OPINION

Bringing out the worst in us

Bringing out the worst in us

The government is openly hostile to the elite, it admits to overtaxing and annihilating the middle class and once a year throws a bit of pocket money from the budget surplus at what it calls “weaker households” in what is nothing less than a blatant effort to fish for votes.

The problem with this recipe is that the longer the government keeps failing to produce any wealth, the more marginalized the poor become and the smaller the percentage of citizens who can be considered somewhat well off.

It was just a few days ago that Alternate Finance Minister Giorgos Houliarakis admitted that the tax burden is significantly greater on critical categories of society: the middle class, freelance professionals and conscientious taxpayers. “It was a conscious decision that the government adopted as a temporary measure in order to bolster the economically weaker, the more vulnerable social strata,” he said. The question now is whether this policy has succeeded.

Addressing SYRIZA’s parliamentary group last Wednesday, Prime Minister Alexis Tsipras lashed out at the country’s elites again, calling them “representatives of cynicism,” and went on to blame the parties of the opposition for destroying the country when they were in power. Who can argue with a prime minister’s desire to “sort out the mess of all those who have parked their money” in tax havens? Having already experienced the failure of authorities to do anything with other such lists of wealthy depositors that have come into their hands in the past, however, everyone knows that proclamations of this kind promising to crack down on large-scale tax evasion are mainly politically motivated and aimed at making an impression.

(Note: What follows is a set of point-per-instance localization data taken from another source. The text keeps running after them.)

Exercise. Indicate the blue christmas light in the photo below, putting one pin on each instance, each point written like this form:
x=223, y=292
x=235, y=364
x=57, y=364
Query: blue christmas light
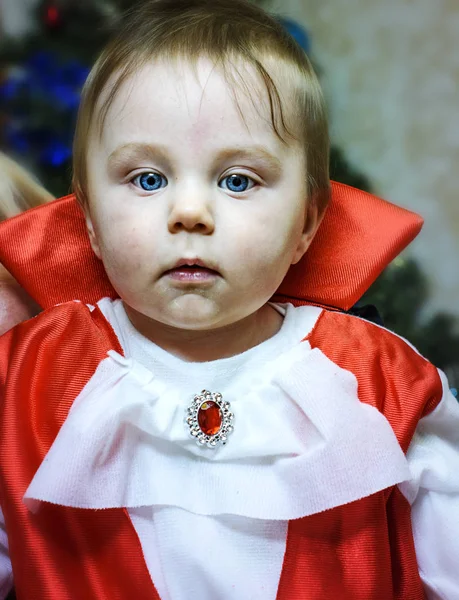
x=52, y=82
x=298, y=33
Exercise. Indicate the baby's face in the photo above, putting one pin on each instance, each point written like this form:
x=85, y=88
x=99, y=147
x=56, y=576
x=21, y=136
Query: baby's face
x=196, y=213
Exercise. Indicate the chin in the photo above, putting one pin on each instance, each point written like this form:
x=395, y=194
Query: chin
x=193, y=313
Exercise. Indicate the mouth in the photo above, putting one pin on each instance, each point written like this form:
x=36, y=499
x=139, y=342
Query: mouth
x=192, y=271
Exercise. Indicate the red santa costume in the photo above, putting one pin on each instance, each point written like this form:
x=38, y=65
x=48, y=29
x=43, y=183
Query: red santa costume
x=340, y=479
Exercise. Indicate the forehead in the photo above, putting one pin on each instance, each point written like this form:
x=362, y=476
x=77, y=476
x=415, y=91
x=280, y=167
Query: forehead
x=164, y=98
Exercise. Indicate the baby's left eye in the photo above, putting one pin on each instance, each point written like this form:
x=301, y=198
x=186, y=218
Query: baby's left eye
x=236, y=183
x=150, y=181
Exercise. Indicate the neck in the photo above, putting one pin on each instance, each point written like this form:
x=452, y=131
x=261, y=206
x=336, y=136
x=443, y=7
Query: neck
x=213, y=344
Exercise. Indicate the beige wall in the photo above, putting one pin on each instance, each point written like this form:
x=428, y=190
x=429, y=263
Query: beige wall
x=391, y=77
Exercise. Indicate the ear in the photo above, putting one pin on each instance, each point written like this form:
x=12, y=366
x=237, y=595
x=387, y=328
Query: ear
x=313, y=218
x=91, y=232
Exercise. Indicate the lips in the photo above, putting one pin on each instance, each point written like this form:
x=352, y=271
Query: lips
x=191, y=270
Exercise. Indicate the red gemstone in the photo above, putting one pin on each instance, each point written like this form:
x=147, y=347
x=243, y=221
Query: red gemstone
x=210, y=417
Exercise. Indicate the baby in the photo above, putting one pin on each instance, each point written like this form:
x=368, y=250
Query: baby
x=192, y=438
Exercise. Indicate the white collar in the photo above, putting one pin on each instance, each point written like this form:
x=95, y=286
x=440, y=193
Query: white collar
x=302, y=443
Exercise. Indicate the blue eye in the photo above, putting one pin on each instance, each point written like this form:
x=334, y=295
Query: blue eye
x=150, y=181
x=236, y=183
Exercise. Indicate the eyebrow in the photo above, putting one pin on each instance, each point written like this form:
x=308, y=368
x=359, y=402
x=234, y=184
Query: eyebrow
x=136, y=150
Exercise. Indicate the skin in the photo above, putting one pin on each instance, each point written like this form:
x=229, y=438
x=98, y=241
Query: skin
x=182, y=126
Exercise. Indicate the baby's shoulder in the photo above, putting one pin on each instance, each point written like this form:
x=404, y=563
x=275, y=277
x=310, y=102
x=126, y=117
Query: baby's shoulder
x=72, y=331
x=341, y=334
x=391, y=374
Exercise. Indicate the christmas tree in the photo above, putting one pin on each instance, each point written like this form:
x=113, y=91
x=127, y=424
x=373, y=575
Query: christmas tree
x=40, y=85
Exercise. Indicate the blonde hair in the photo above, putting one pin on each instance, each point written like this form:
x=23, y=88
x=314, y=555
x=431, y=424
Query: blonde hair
x=230, y=33
x=18, y=189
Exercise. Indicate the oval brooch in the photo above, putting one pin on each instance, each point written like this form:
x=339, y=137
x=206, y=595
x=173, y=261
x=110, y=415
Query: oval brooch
x=209, y=419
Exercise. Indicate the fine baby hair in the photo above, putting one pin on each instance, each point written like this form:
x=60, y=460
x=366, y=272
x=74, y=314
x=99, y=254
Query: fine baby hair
x=18, y=189
x=195, y=413
x=249, y=48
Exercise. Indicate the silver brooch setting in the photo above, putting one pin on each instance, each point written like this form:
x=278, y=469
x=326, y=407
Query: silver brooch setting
x=209, y=419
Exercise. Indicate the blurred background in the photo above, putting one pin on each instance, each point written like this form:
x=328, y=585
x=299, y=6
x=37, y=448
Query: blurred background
x=390, y=72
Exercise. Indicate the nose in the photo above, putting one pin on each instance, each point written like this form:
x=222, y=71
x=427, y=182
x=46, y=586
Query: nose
x=191, y=211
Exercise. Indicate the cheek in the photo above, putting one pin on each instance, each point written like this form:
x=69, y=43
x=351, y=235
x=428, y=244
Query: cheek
x=272, y=241
x=121, y=248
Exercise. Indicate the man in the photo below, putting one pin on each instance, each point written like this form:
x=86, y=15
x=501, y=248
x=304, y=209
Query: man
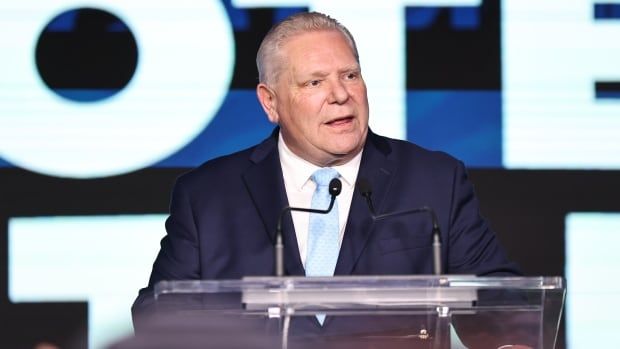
x=223, y=215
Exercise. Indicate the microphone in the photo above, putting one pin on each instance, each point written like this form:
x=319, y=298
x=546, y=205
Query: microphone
x=335, y=187
x=365, y=189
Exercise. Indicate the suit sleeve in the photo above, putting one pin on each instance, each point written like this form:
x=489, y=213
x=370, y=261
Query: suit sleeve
x=178, y=258
x=472, y=247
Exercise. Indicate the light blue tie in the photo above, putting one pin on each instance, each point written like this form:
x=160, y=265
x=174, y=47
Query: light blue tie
x=323, y=230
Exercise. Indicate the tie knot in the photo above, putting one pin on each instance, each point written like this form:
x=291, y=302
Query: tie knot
x=323, y=176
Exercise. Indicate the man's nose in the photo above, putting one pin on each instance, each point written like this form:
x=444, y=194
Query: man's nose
x=339, y=93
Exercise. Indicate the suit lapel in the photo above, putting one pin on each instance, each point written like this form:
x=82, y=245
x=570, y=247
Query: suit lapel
x=265, y=184
x=378, y=169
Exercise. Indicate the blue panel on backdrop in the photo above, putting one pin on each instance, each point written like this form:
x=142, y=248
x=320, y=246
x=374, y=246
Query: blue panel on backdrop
x=465, y=124
x=239, y=124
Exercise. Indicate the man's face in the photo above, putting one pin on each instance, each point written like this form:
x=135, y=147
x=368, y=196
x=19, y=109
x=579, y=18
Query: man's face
x=319, y=99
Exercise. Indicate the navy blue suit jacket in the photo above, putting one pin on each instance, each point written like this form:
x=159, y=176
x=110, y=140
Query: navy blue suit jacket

In the meantime, the political middle ground is staggering, weak, and the extremes have been left unfettered. Investments that have been signed and sealed are prevented from going ahead by successive new obstacles and growth is being hindered.

Who, then, is benefiting from the policies of the coalition government of SYRIZA and Independent Greeks? Critics will say that what the administration has produced so far is a prevalence of crime and a tolerance for terrorism and the shadow state, all in the name of the greater good.

The failure to find solutions, to bridge this chasm, leads to demagoguery, to responses that are so inadequate in offering some kind of prospect for the future, they serve only as tools of division. They don’t cleanse the political system, they don’t limit overtaxation and they don’t offer any relief to the weak. Quite the opposite. They play into an unfounded sense of class division and anger, while rewarding society’s worst instincts.

What the government is ultimately addressing is our worst selves. It teases them up to the surface, feeds them and empowers them.